A convert to the catholic faith (who converted years before I did) once came to me and said "This is not the church that I joined years ago." He was reacting to the fact that I had told him that every Catholic was required to do a penitential abstinence every Friday of the year (e.g. abstain from meat). He truly believed that the Church was supposed to be exactly like the protestants, but with a Pope. I knew, sadly, that he had been greatly deceived. He actually wanted an apology from me to state that I had erred, when he should have been seeking an apology from the priest who misled him.
Yet, in another sense, another reconciliation needs to happen outside of that one: he needed to be reconciled with the Church as a whole since he had been led to believe that she was something different than what she was in truth. His internal reconciliation was along the lines of fixing his mistaken impression of the full catholicity of the Church. He had been convinced to join something other than the actual Catholic Church, and was then received into the actual Catholic Church. It is comparable to those who find out that marriage is supposed to be for life when they thought it was "until dissatisfaction do we part".
Maybe we need to ask converts, "which church did you convert to join?" because we really should be allowed to know which errors they have been taught (maybe t-shirts, or special name tags could be used?) in order to help them to know what they got themselves into. There is no "annulment process" for baptism; once baptized, always baptized! I have even had some come to me at St. George parish and say, "I was misled, will you teach me the truth?"

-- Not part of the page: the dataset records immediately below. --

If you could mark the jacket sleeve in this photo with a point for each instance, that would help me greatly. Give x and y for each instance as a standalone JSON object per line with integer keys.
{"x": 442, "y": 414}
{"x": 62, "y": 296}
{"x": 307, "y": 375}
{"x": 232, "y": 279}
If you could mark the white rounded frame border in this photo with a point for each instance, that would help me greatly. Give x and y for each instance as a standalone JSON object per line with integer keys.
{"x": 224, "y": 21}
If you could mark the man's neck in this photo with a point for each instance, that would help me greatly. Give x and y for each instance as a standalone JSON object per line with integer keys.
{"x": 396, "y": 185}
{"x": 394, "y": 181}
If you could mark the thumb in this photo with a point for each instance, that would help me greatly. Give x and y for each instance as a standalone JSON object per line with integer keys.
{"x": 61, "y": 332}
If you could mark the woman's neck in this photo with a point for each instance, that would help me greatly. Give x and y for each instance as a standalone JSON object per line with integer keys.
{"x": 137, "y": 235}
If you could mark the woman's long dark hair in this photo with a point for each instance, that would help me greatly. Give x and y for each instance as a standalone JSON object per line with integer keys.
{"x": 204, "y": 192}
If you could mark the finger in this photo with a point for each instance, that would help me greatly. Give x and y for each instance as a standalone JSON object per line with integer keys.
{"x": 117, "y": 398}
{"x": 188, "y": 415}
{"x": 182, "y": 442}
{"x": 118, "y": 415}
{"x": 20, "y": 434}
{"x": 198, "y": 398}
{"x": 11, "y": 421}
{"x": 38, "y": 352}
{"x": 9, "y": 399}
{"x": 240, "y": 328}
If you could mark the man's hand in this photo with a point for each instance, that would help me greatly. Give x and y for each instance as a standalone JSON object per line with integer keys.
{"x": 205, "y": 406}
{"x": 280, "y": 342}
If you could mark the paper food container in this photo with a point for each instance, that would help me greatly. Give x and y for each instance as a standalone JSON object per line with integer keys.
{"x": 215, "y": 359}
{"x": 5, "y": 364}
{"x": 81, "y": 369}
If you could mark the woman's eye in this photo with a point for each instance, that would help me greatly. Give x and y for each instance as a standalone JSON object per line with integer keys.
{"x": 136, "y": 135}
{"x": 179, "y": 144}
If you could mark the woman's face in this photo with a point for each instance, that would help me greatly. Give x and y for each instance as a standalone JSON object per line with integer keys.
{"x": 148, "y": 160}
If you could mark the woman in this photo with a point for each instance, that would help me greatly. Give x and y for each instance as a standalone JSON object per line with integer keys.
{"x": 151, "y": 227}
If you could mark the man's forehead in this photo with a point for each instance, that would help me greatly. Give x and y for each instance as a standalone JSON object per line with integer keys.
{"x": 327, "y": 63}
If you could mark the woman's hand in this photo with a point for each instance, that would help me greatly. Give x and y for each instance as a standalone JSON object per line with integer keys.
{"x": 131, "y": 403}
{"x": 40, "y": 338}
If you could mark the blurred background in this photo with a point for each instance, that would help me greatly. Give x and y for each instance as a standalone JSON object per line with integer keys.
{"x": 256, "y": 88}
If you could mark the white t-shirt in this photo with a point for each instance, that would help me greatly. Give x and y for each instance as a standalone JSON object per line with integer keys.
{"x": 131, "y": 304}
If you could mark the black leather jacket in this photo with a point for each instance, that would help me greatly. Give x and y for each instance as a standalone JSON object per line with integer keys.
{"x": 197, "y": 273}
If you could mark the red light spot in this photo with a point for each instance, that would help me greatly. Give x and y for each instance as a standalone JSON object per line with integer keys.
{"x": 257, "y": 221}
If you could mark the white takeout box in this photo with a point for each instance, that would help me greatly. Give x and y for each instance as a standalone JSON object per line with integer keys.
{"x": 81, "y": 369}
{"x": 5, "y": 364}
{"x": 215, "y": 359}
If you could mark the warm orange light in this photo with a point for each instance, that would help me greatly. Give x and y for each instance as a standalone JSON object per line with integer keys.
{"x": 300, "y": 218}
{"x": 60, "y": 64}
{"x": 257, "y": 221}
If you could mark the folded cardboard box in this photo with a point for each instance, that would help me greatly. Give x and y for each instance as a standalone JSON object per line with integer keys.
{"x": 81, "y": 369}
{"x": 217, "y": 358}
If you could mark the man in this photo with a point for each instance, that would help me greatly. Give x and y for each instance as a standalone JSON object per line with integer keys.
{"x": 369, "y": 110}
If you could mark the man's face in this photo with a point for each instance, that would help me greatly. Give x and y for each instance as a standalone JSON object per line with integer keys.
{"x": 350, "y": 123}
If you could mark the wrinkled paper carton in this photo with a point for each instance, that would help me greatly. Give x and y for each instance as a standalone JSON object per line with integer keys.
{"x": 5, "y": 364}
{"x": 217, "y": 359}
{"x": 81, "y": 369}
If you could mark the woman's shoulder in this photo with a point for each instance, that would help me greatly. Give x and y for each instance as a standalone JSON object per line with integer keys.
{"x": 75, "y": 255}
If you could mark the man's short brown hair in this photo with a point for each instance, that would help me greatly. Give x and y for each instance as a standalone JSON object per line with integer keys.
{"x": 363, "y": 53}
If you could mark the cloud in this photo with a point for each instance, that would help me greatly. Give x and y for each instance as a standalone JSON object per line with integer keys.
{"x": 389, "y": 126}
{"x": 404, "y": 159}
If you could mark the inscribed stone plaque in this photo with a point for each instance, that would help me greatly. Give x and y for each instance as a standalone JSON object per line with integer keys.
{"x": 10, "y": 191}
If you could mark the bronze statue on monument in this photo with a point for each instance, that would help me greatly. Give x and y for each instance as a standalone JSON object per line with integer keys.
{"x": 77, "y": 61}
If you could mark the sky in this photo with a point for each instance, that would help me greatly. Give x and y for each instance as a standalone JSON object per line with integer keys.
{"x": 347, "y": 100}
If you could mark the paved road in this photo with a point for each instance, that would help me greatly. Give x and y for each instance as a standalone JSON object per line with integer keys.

I have spoken to other Ordinariate priests (in different states) and found that a number of them have the same kind of experiences. This means that there is something of an active effort to sway people to thinking that the Catholic Church has been protestantized. Even if this could happen (and, no, it cannot without a total apostasy), it could not be done easily; it would be something that at least the majority of the Bishops would have to agree on. We may be dealing with something like this right now.
So then, which Church do you think you are in? Whether cradle Catholic or convert, how do you see the Church? Do you see it as being in full union with the faith of our fathers, or as something new and disconnected with the past? It is a question we each must ask.